Gulf conflict exposes North Africa manufacturing vulnerabilities and supply chain risks

The escalating Gulf conflict is increasingly affecting North Africa’s manufacturing sector, highlighting structural weaknesses in regional supply chains and industrial systems. What began as a geopolitical crisis has quickly translated into rising production costs, delayed shipments, and growing uncertainty for manufacturers across countries such as Egypt, Morocco, and Tunisia.

Disruptions to key shipping routes, particularly around the Strait of Hormuz, have forced global logistics operators to reroute cargo, significantly increasing transit times and freight costs. For North African industries that depend heavily on imported machinery, chemicals, and industrial inputs, these delays are beginning to impact production schedules and operational efficiency. Sectors such as automotive manufacturing, food processing, and pharmaceuticals are particularly exposed due to their reliance on just-in-time supply chains.

The situation is further compounded by rising energy prices. As oil prices climb toward the $100 per barrel mark, manufacturing costs across the region are increasing. Energy-intensive industries, including fertiliser production, metals, and agro-processing, are facing mounting pressure as both fuel and raw material costs rise. This is feeding into broader manufacturing inflation, with ripple effects across food production and industrial output.
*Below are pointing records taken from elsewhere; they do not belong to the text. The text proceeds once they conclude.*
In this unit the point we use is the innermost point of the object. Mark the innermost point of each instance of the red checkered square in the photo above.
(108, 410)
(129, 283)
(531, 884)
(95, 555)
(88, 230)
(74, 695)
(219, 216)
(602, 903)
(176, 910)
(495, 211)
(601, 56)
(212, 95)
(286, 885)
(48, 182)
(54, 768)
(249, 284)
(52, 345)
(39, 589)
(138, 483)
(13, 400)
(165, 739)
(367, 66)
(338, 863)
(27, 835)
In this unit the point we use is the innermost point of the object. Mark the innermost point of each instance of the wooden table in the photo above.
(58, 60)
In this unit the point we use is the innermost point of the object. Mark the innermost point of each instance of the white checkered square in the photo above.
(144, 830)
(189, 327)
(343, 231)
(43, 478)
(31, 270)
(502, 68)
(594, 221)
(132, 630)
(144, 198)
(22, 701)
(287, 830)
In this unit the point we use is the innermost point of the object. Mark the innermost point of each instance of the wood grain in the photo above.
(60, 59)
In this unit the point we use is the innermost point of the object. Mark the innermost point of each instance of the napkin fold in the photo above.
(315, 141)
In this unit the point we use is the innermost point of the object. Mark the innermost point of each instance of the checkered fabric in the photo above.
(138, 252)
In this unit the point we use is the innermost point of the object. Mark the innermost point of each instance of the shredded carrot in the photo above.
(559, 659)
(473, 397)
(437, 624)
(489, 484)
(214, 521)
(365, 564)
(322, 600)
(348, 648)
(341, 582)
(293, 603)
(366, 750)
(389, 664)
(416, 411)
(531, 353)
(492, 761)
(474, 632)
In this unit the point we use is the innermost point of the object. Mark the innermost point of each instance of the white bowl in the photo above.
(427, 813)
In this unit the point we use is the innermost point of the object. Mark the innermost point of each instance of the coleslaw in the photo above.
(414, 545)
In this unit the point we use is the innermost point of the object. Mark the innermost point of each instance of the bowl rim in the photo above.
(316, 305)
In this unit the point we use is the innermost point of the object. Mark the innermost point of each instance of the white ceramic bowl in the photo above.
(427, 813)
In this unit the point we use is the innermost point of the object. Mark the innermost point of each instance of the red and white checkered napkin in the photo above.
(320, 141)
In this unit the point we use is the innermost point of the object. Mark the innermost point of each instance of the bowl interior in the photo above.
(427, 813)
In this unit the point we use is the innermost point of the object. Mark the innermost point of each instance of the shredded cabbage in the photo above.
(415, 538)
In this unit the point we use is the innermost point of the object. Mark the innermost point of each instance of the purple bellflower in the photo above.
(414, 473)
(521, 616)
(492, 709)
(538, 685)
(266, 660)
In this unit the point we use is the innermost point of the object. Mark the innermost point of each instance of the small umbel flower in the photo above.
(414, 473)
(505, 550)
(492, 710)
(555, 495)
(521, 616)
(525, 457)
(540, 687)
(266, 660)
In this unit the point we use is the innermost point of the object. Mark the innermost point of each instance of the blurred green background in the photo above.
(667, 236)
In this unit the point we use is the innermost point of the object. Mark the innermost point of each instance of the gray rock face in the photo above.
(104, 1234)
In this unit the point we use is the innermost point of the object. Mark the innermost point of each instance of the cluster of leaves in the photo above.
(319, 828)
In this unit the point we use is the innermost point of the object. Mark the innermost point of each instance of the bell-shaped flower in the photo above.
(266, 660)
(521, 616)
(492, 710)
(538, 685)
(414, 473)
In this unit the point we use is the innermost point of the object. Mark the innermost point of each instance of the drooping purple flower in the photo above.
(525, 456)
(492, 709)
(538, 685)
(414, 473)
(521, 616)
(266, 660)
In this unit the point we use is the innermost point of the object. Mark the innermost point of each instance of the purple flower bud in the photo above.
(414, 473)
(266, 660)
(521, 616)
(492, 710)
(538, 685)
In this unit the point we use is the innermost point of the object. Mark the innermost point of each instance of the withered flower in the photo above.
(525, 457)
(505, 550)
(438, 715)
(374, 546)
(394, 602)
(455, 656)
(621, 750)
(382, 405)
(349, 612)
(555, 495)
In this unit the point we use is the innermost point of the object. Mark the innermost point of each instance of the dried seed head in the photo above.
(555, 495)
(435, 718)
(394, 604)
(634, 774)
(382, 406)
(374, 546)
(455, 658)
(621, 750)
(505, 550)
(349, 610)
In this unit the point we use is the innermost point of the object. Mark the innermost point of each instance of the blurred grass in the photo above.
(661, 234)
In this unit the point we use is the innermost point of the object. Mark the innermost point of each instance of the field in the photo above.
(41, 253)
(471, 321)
Supply chain disruptions are also forcing companies to rethink inventory strategies. Many manufacturers are now holding larger stock volumes to avoid shortages, which ties up working capital and creates additional financial strain, especially for smaller firms. While larger corporations may absorb these costs in the short term, profitability and output are likely to be affected if disruptions persist.

Morocco’s automotive industry illustrates the scale of the challenge. As one of Africa’s leading manufacturing hubs, its export-driven model depends on steady flows of components such as semiconductors and wiring systems. Any disruption in these inputs can slow production lines and reduce export volumes, directly impacting economic performance.

The crisis is exposing a deeper issue within North Africa’s industrial landscape — a heavy dependence on external supply chains for critical inputs and energy resources. This reliance leaves manufacturing systems vulnerable to shocks originating outside the region, limiting resilience and long-term competitiveness.

In response, there is a growing need for policies that strengthen regional manufacturing resilience. This includes investing in local supplier networks, improving intra-African trade under frameworks like the African Continental Free Trade Area (AfCFTA), and diversifying energy sources. Building stronger regional value chains could help reduce exposure to global disruptions and create more stable industrial ecosystems.

While the Gulf conflict may stabilise over time, its impact on North Africa’s manufacturing sector could persist. Supply chain recovery is often slow, and the current disruptions serve as a clear reminder that industrial resilience must become a central priority for the region’s economic future.